Hi HN,
Co-creator here, built this after getting frustrated trying to figure out which food additives to actually worry about when my kid started kindergarten.
Scraped 817K+ products to see which additives are actually common, then compared that against Google Trends and Ahrefs data. Turns out there's a massive gap - some additives banned in Europe are in tons of products here but almost nobody searches for them.
Not making health claims, just showing the data. The awareness score is basically: how much people search vs how common it actually is.
Data normalization was a nightmare - manufacturers call the same thing 10 different ways (E102, Tartrazine, Yellow 5, etc). Also, MSG is not most known for being a food additive apparently, etc.
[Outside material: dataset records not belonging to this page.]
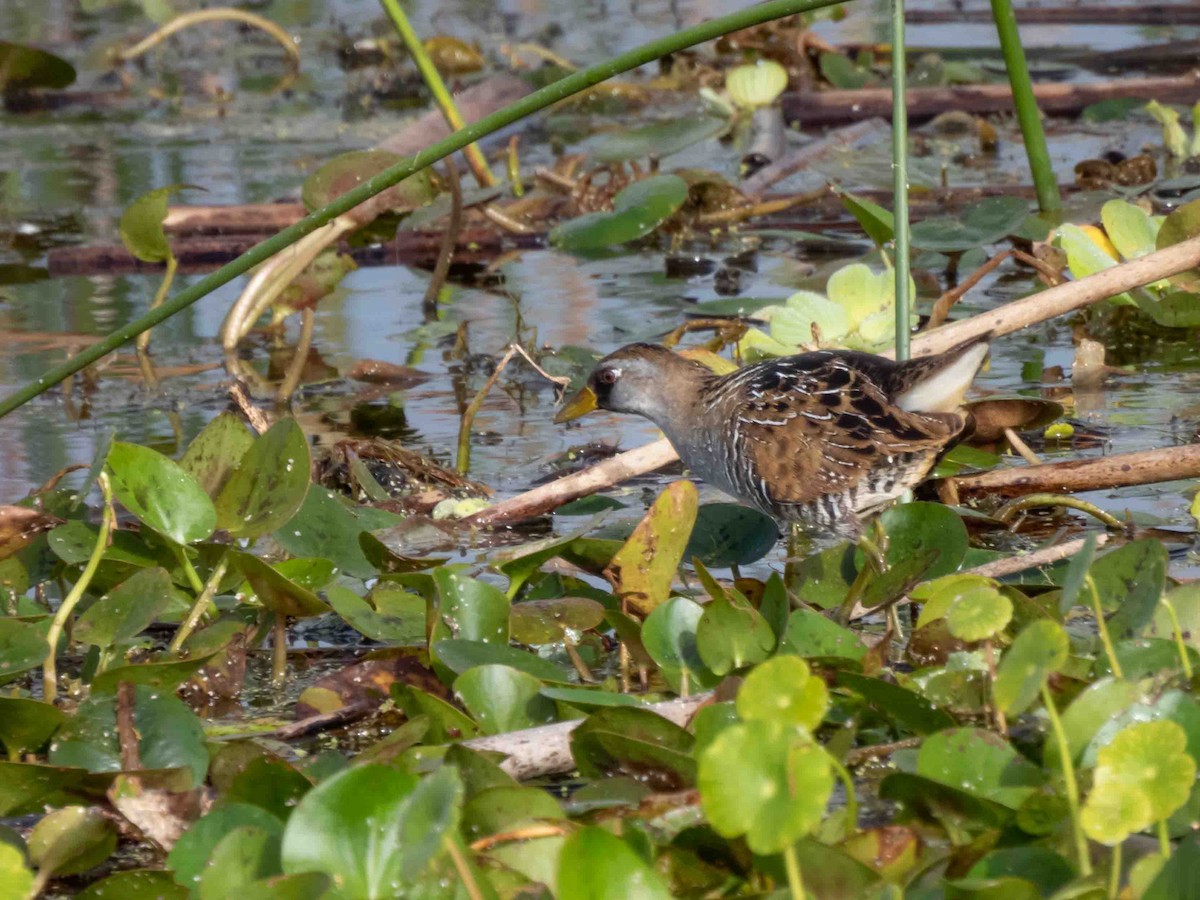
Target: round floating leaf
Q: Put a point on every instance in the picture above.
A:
(730, 534)
(645, 567)
(24, 67)
(811, 635)
(731, 634)
(765, 780)
(534, 622)
(979, 615)
(346, 172)
(784, 690)
(161, 493)
(1041, 649)
(269, 484)
(635, 742)
(915, 528)
(27, 724)
(595, 864)
(127, 610)
(22, 647)
(1141, 778)
(142, 232)
(637, 210)
(71, 840)
(244, 856)
(191, 853)
(471, 610)
(659, 139)
(502, 699)
(981, 763)
(275, 591)
(372, 828)
(669, 635)
(136, 885)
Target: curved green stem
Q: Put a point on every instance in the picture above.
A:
(1068, 777)
(49, 667)
(900, 178)
(1027, 113)
(525, 107)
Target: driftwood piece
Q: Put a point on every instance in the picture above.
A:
(1002, 321)
(1144, 467)
(546, 749)
(835, 107)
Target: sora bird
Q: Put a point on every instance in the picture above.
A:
(821, 439)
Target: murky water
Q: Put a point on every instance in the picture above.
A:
(66, 175)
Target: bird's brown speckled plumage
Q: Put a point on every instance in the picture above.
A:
(821, 438)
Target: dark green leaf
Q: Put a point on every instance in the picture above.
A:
(161, 493)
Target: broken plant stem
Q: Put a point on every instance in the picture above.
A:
(462, 461)
(438, 89)
(217, 15)
(1177, 634)
(295, 366)
(1102, 628)
(1033, 501)
(900, 180)
(1027, 113)
(49, 667)
(203, 604)
(449, 239)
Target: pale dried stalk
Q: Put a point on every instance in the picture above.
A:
(1012, 317)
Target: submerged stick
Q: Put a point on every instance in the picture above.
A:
(1143, 467)
(1012, 317)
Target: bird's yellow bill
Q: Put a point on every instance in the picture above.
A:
(580, 405)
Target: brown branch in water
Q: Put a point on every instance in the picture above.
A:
(1144, 467)
(546, 749)
(449, 238)
(834, 107)
(1003, 321)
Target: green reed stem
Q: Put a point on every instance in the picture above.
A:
(442, 95)
(525, 107)
(1068, 775)
(1027, 113)
(900, 178)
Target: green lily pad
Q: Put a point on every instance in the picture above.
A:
(766, 780)
(1141, 778)
(23, 67)
(27, 724)
(71, 840)
(502, 699)
(784, 690)
(127, 610)
(1039, 651)
(634, 742)
(645, 567)
(659, 139)
(669, 635)
(161, 493)
(269, 484)
(275, 591)
(142, 232)
(595, 864)
(637, 210)
(731, 635)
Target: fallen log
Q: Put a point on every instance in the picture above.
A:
(838, 107)
(1144, 467)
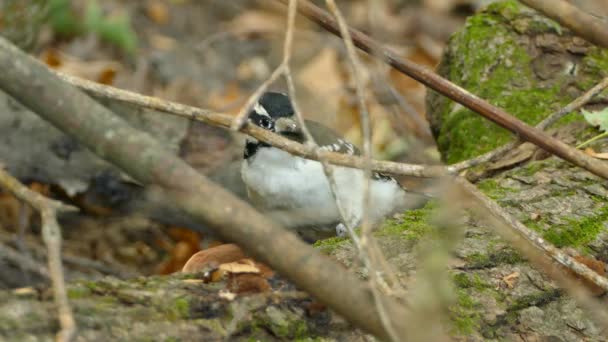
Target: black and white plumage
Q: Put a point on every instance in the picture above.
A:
(294, 191)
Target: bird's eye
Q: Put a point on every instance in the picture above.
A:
(265, 123)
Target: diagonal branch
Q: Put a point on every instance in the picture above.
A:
(458, 94)
(51, 234)
(147, 160)
(548, 121)
(223, 120)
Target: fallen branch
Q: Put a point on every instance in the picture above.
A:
(51, 234)
(543, 125)
(538, 250)
(148, 161)
(586, 25)
(458, 94)
(223, 120)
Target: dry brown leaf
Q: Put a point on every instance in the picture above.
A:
(602, 155)
(241, 266)
(322, 75)
(161, 42)
(511, 279)
(24, 291)
(227, 295)
(245, 283)
(257, 21)
(102, 71)
(213, 257)
(157, 11)
(596, 265)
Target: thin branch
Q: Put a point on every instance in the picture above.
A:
(538, 250)
(365, 247)
(51, 234)
(546, 123)
(588, 26)
(458, 94)
(24, 261)
(148, 161)
(224, 120)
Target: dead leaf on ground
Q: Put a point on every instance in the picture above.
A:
(213, 258)
(257, 21)
(323, 76)
(511, 279)
(158, 12)
(602, 155)
(102, 71)
(227, 295)
(241, 266)
(246, 283)
(596, 265)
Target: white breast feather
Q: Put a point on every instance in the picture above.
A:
(287, 182)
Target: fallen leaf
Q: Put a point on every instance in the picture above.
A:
(246, 283)
(213, 258)
(158, 12)
(322, 76)
(596, 265)
(591, 152)
(599, 118)
(102, 71)
(241, 266)
(24, 291)
(227, 295)
(257, 21)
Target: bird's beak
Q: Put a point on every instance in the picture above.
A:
(286, 125)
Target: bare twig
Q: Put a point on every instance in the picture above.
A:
(538, 251)
(224, 120)
(458, 94)
(365, 247)
(574, 105)
(534, 238)
(51, 234)
(548, 121)
(148, 161)
(23, 261)
(588, 26)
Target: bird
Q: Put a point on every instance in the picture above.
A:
(295, 192)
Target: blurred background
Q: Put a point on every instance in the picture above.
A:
(209, 54)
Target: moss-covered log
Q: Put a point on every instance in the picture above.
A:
(518, 60)
(509, 55)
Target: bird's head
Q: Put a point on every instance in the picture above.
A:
(274, 112)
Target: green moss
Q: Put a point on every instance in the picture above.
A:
(577, 232)
(330, 245)
(413, 225)
(465, 314)
(501, 257)
(179, 308)
(76, 292)
(492, 189)
(536, 299)
(489, 58)
(488, 50)
(474, 281)
(532, 168)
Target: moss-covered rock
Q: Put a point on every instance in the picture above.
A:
(519, 61)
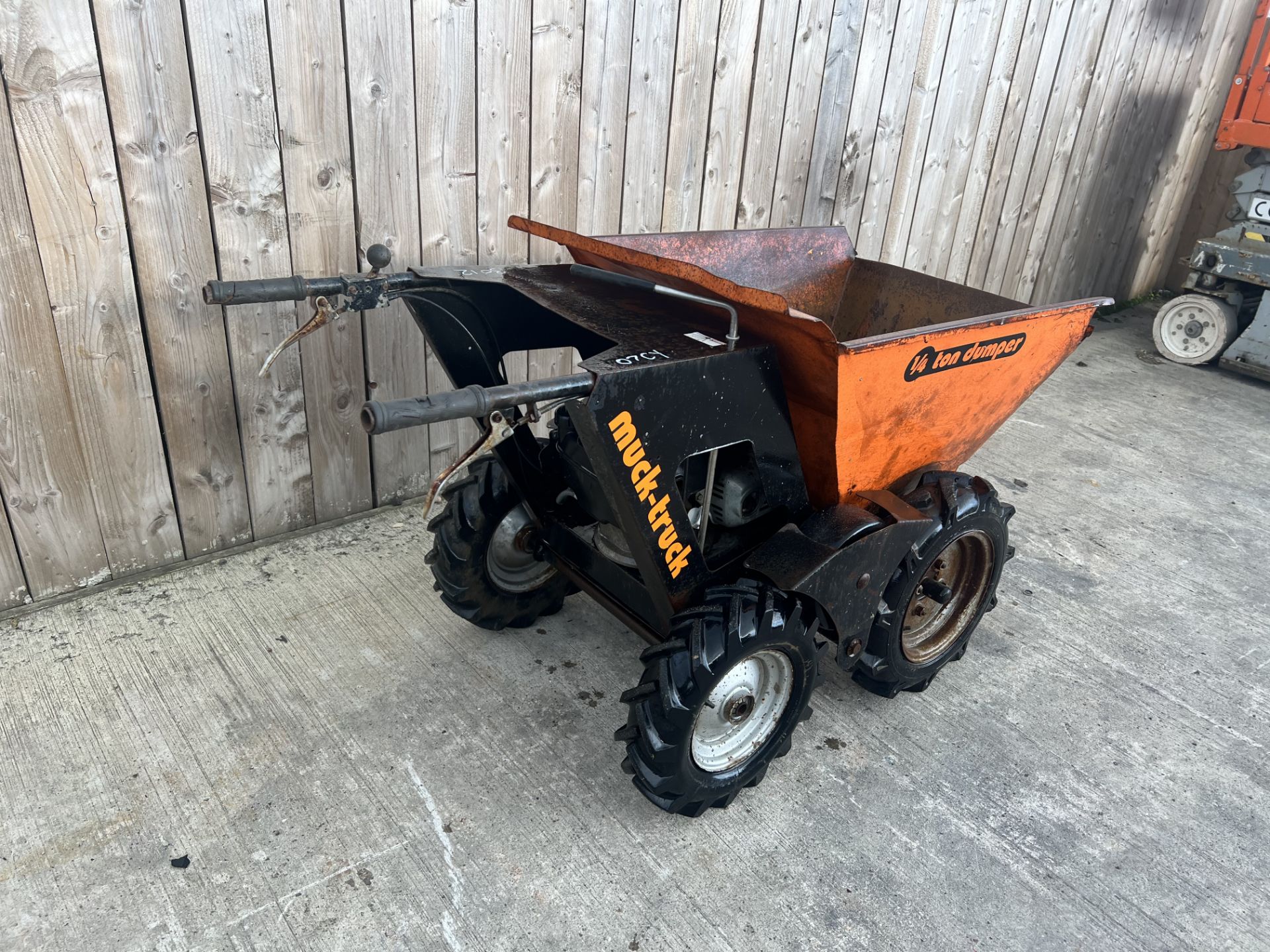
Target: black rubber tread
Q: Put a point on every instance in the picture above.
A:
(476, 504)
(733, 622)
(956, 503)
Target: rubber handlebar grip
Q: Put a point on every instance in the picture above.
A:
(254, 292)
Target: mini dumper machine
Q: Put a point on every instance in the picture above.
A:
(723, 475)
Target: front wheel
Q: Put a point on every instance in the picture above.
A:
(483, 554)
(720, 697)
(943, 588)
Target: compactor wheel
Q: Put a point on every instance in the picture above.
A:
(941, 589)
(720, 697)
(483, 554)
(1195, 329)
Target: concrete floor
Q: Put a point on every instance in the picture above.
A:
(349, 767)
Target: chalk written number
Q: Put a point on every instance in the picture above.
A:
(644, 356)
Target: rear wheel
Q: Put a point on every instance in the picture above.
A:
(483, 554)
(943, 588)
(720, 697)
(1195, 329)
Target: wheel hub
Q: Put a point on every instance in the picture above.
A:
(948, 597)
(509, 559)
(1189, 332)
(740, 707)
(742, 711)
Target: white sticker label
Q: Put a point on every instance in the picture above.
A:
(704, 339)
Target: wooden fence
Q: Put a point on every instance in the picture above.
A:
(1042, 149)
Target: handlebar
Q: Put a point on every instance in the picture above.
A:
(254, 292)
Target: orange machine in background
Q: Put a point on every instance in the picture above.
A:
(1226, 317)
(1246, 118)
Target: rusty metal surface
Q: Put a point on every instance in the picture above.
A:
(767, 270)
(868, 413)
Would appreciate feedback on the methodology or if you spot any issues.
markvitals•16m ago
Tech stack: Built on Next.js/React, pulling data from the Ahrefs API and Open Food Facts API.
We used OpenAI's API for the heavy lifting - deduplicating, aggregating, and categorizing 800,000+ products to build comprehensive profiles across 609 food additives.
The data work was surprisingly tricky. We had to refine our Ahrefs methodology to use "matching terms" rather than "related terms" - otherwise we got flooded with irrelevant keywords (MSG search volume was massively inflated by "Madison Square Garden" ). Filtered for 100+ monthly searches to eliminate spam while keeping meaningful queries.
The result: real search demand data paired with actual product usage patterns, so you can see both what people are curious about AND where additives actually show up in products.
Happy to answer any technical questions!
annavitals•22m ago
Data normalization was a nightmare - manufacturers call the same thing 10 different ways (E102, Tartrazine, Yellow 5, etc). Also, MSG is not most known for being a food additive apparently, etc. Would appreciate feedback on the methodology or if you spot any issues.